HashMap is a frequent use of back-end interviews, such as what is the default initial capacity? What is the loading factor? Is the thread unsafe? How do I repeat the put operation? Get? What are the differences between JDK 1.7 and 1.8 implementations? And so on a series of questions, maybe you can answer these questions fluently, indicating that you have a relatively good understanding of HashMap. But recently, my team members did a technical sharing, among which I quite gained some points, I would like to share with you

We have technology sharing every Friday, and we take turns to share. In fact, this mechanism is quite good. We sit together and discuss a knowledge point in depth, so as to have a collision of thinking and win

Throw out two questions and see if you can answer them?

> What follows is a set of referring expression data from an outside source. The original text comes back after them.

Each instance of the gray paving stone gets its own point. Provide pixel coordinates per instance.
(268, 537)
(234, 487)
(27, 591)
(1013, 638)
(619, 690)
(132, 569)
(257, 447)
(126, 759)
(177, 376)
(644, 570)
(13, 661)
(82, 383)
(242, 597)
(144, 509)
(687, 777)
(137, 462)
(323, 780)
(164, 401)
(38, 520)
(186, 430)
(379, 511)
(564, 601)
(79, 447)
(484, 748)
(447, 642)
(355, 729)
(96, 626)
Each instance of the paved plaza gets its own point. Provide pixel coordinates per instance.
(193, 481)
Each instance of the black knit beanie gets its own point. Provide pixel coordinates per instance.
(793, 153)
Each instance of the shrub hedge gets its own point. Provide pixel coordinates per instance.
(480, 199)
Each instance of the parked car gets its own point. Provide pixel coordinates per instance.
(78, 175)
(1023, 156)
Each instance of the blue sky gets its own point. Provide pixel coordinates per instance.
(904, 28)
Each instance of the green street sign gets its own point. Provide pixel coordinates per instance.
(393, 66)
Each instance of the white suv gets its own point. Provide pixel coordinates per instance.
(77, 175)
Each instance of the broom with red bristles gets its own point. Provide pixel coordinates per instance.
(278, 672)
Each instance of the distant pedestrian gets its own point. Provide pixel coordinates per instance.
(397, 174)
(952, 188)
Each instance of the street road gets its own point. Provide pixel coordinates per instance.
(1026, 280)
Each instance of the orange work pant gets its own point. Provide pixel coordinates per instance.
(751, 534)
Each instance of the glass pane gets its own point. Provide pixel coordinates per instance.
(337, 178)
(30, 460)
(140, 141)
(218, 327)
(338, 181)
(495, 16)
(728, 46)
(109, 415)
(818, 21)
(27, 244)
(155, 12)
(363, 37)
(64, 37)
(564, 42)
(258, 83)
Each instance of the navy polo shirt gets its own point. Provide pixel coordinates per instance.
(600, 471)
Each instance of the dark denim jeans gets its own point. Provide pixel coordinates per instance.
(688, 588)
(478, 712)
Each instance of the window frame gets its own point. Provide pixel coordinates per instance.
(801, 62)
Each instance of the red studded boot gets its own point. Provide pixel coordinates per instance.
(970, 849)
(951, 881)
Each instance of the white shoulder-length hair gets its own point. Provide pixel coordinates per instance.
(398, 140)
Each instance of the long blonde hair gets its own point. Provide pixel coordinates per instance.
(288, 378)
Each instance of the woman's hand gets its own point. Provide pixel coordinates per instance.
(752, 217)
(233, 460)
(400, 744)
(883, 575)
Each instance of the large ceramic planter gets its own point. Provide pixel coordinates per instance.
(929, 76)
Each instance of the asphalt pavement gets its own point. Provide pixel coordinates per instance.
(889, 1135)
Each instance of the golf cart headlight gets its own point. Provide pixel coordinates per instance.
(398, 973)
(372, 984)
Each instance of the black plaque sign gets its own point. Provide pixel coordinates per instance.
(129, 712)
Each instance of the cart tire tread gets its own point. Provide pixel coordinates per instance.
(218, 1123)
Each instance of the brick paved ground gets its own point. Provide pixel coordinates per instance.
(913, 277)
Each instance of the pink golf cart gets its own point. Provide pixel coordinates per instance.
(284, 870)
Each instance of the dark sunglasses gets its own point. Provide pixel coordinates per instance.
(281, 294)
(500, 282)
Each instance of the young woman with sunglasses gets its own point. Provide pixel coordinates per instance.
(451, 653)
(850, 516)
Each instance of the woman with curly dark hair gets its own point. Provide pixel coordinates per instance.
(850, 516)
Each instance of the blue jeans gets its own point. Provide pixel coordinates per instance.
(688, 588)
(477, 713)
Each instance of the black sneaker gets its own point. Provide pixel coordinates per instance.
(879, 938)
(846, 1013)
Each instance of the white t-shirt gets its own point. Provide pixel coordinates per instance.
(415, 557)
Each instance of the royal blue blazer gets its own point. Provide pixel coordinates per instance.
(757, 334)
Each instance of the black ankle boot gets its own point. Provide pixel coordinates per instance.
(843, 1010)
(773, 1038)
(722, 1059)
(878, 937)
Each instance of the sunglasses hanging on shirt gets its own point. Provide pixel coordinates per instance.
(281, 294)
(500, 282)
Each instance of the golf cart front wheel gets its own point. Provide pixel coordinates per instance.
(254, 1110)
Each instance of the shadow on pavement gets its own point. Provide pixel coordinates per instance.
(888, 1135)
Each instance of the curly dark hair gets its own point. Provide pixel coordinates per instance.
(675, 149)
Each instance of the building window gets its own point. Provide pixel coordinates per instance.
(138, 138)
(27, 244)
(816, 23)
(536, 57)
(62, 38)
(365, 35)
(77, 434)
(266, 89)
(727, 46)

  1. How do I find the smallest integer to the power of 2 that is greater than the initial capacity value set?
  2. What special operations are performed to hash keys in a HashMap? Why do you do that?

Think about yourself first, and then read better!

The following analysis is all about JDK 1.8

Analysis of the

Question 1: How do I find the smallest power of 2 integer that is larger than the initial capacity value set?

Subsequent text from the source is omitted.